Will cookie-based authentication stop working?

Retired Boards Appdev Custom Storefronts

Topic summary

Developers are concerned about whether cookie-based authentication will stop working for their Shopify apps. The main issue involves two private embedded apps built with React and Koa.js using the deprecated koa-shopify-auth package.

Key Technical Details:

  • Apps currently use cookie-based authentication instead of session tokens
  • Not using the newer @Shopify/shopify-api for request verification
  • Backend calls Shopify API through axios client

Shopify’s Official Response:

  • All embedded apps must use session tokens because third-party cookies don’t work in browsers restricting cross-domain access
  • No hard deadline exists for when cookie authentication will stop working
  • For public apps: users may be unable to access the app if their browser blocks third-party cookies
  • Apps posing user risk during the audit process may be contacted and required to migrate immediately

Current Status:

  • Multiple developers report facing the same issue
  • Migration to session tokens appears necessary, though timing remains flexible for private apps
  • Public apps face more immediate pressure due to browser cookie restrictions
Summarized with AI on November 20. AI used: claude-sonnet-4-5-20250929.
1

Hi all,

I am running two self-built private apps on a production shopify. The 2 apps are embedded app with react frontend and koa.js backend and the authentication are using the deprecated koa-shopify-auth (https://github.com/Shopify/koa-shopify-auth).

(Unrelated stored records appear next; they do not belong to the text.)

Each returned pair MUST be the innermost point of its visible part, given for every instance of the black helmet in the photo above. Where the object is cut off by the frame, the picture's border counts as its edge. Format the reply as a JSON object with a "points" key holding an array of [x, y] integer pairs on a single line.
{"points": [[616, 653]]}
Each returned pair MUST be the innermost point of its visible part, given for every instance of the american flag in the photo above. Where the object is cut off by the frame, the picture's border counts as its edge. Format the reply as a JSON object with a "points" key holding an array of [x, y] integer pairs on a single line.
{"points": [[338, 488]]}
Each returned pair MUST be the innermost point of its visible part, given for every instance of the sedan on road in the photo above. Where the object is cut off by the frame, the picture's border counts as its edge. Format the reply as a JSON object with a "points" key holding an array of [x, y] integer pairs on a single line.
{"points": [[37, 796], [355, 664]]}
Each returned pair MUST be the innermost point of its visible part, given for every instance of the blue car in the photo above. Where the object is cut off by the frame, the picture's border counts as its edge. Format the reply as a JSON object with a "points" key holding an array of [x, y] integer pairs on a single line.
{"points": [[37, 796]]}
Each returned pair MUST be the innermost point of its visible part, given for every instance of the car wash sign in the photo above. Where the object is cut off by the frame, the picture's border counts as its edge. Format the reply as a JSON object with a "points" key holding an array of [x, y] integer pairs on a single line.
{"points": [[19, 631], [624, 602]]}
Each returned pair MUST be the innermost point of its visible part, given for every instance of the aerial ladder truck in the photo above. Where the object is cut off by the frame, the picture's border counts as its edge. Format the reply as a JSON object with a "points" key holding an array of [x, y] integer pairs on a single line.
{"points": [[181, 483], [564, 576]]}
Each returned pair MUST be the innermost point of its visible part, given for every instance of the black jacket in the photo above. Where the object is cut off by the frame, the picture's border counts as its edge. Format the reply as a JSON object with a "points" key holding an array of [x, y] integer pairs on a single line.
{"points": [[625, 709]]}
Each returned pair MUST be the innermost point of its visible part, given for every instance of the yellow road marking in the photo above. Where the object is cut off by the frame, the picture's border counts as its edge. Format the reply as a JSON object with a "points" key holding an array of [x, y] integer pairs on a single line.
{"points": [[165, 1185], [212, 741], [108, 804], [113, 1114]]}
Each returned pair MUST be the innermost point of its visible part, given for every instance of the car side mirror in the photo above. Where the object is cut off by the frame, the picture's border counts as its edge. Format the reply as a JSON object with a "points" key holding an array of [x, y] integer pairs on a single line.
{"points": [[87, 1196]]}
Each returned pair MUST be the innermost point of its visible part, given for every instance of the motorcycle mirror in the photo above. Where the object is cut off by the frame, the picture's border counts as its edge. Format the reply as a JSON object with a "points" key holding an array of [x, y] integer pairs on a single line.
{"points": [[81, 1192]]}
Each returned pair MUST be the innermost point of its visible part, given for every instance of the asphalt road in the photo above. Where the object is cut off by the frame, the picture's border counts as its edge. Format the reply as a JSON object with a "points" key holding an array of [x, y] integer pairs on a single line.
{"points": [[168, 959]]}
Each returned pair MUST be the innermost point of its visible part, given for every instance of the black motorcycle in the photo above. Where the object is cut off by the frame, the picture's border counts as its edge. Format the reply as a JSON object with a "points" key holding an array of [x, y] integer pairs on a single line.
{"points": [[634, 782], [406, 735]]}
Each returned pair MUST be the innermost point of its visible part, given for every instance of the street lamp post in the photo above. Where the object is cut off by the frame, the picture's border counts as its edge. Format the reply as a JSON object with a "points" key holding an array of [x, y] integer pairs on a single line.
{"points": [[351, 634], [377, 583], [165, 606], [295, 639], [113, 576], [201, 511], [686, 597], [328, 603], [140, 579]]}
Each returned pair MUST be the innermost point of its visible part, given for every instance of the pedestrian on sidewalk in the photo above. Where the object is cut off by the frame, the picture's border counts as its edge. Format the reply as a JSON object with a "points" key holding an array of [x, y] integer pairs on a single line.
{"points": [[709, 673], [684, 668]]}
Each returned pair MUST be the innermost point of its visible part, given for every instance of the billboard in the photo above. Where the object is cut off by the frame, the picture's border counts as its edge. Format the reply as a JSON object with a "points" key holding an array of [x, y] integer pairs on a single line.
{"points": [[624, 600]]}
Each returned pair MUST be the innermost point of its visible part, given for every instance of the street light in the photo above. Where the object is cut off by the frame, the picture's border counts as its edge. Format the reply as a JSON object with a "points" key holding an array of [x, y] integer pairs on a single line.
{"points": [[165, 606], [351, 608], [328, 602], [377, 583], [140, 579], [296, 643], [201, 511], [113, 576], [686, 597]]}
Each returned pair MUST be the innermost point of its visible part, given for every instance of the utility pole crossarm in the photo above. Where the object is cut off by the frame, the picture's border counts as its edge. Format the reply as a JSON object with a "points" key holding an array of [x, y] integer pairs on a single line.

Here shopify node package versions of the 2 apps.

  1. KoaJS backend
    @shopify/koa-shopify-auth”: “^3.1.70”,
    @shopify/koa-shopify-webhooks”: “^2.5.0”

  2. React frontend
    @shopify/app-bridge-react”: “^1.27.2”,
    @shopify/polaris”: “^5.2.1”,
    @shopify/polaris-icons”: “^3.12.0”,
    @shopify/react-router”: “0.0.34”

The koa-shopify-auth is deprecated and it suggested the user to migrate the cookie-based authentication to session tokens. On the other hand, i am not using the @Shopify_77 /shopify-api for verifying the http request from the reactjs frontend. And the backend koajs calls the shopify api thru axios client.

So my question is if i keep the following setup, will it stop working in the upcoming shopify update like the winter 2023?

Thanks.

Regards,

Kit

2

Last time I checked Shopify-Koa uses JWT authentication

3

I am facing same problem for my public app ?
Did you get any solution or migration is the only option?

Thanks,
Pravin

1 Like
4

No update yet.

5

Got the reply from shopify support, they said according to their documentation
https://shopify.dev/docs/apps/auth/oauth/session-tokens

All embedded apps need to use session tokens because third-party cookies won’t work with browsers that restrict cross-domain data access. If your embedded app still uses cookies and could pose a risk to users, then as part of our app audit process you might be contacted and requested to migrate your app to use session tokens. This request will require immediate action.

So i guess there is no a deadline when the cookie authentication will stop working. But if your app is a public app, they user may not able to use it if their browser blocked the 3rd party cookies.